Boczkowski spent time in the online newsrooms of three newspapers: the New York Times technology section; the Houston Chronicle's Virtual Voyager project; and New Jersey Online's Community Connection inititative. Whether by design or accident, the sample conveniently crosses three different types of online journalism - the transferrence of print to online; experiments in multimedia storytelling; and user-generated content.

Rather than adopt a strictly journalistic theoretical framework, Boczkowski draws on media theory, technology theory, and organisational theory to produce an analysis that steers refreshingly clear of the technological determinism that normally characterises writing on online journalism (e.g. the "citizen journalism will make all journalists redundant" hype).

In conclusion, Boczkowksi questions the assertion of Gieber (1964) that news "is what newspapermen [sic] make it":
"the news in the online environment is what those contributing to its production make it [...] at least two transformations appear to distinguish the production of new-media news from the typical case of print and broadcast media: the news seems to be shaped by a greater and more varied groups of actors, and this places a premium on the practices that coordinate productive activities across these groups. This, in turn, seems to influence the content and form of online news in three ways. The news moves from being mostly journalist-centred, communicated as a monologue, and primarily local, to also being increasingly audience-centred, part of multiple conversations, and micro-local.

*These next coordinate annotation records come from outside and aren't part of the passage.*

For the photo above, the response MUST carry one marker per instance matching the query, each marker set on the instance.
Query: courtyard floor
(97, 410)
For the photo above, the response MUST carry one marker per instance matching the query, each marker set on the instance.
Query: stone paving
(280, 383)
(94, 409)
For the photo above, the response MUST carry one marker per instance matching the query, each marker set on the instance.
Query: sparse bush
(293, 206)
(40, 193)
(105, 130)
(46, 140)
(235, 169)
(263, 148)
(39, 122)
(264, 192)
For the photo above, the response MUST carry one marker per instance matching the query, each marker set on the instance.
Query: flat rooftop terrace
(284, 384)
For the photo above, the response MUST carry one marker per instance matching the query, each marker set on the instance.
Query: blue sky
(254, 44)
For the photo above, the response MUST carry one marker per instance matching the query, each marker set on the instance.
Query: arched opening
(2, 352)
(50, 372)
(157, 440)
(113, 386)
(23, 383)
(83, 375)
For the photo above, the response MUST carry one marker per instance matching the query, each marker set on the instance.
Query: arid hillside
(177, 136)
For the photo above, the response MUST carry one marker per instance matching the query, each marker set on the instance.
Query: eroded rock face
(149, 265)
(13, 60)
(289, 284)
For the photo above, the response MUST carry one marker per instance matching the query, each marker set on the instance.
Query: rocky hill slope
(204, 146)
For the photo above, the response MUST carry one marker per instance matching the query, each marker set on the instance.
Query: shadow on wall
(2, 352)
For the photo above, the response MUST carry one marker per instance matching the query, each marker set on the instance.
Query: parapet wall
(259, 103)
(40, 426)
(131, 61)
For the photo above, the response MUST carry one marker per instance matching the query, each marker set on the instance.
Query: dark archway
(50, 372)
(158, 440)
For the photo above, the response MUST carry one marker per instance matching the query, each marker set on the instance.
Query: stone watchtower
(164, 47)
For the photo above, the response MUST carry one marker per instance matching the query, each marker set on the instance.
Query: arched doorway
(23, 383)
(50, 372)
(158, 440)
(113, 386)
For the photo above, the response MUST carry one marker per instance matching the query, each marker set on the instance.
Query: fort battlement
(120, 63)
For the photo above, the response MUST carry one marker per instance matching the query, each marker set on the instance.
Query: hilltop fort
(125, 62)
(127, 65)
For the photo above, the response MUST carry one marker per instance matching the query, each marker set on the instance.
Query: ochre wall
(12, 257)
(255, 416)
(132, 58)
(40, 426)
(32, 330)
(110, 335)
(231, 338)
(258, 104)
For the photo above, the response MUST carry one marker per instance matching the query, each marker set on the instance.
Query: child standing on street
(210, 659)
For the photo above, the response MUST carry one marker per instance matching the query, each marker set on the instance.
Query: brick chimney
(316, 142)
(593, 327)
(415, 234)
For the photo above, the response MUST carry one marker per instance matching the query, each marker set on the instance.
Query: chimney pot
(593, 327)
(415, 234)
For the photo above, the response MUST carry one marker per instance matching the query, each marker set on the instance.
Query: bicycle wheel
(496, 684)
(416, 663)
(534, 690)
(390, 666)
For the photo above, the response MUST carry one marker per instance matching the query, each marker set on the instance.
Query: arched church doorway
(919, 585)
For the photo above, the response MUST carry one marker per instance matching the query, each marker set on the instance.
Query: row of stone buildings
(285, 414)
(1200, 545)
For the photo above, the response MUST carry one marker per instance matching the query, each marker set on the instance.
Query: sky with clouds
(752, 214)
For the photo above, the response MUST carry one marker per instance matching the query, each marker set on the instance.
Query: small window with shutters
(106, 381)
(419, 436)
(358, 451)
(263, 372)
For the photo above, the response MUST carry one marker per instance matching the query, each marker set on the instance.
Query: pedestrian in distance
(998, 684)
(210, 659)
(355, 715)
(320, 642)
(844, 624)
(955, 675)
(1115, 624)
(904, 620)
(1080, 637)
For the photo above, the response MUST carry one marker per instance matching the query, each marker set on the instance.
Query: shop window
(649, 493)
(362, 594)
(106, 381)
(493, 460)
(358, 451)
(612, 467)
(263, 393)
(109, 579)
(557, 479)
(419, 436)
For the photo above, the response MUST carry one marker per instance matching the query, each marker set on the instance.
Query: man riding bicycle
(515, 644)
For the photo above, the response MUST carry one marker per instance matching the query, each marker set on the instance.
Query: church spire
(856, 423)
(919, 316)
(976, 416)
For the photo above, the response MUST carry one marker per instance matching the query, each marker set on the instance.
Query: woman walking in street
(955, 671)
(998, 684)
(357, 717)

"[...] studies of print and broadcast newsrooms ... have tended to focus on the work of editors and reporters ... it is reasonable to speculate that at least four additional groups of players may be having a growing degree of agency in new-media news production. First [...] two newsrooms, the online one and its traditional media counterpart [...] Second, advertising and marketing personnel [...] Third, technical and design personnel [...] Fourth ... users appear to shape what is seen as newsworthy, who gets to communicate about it, and how it gets covered.

"...Becker (1982) coined the expression "art world" to refer to "all the people whose activities are necessary to the production of [works of art]" Much as art is not only the product of artists, news in the online environment ... may be what emerges from "news worlds"" (p183-184)
A welcome contribution to the literature, and one we should be building on.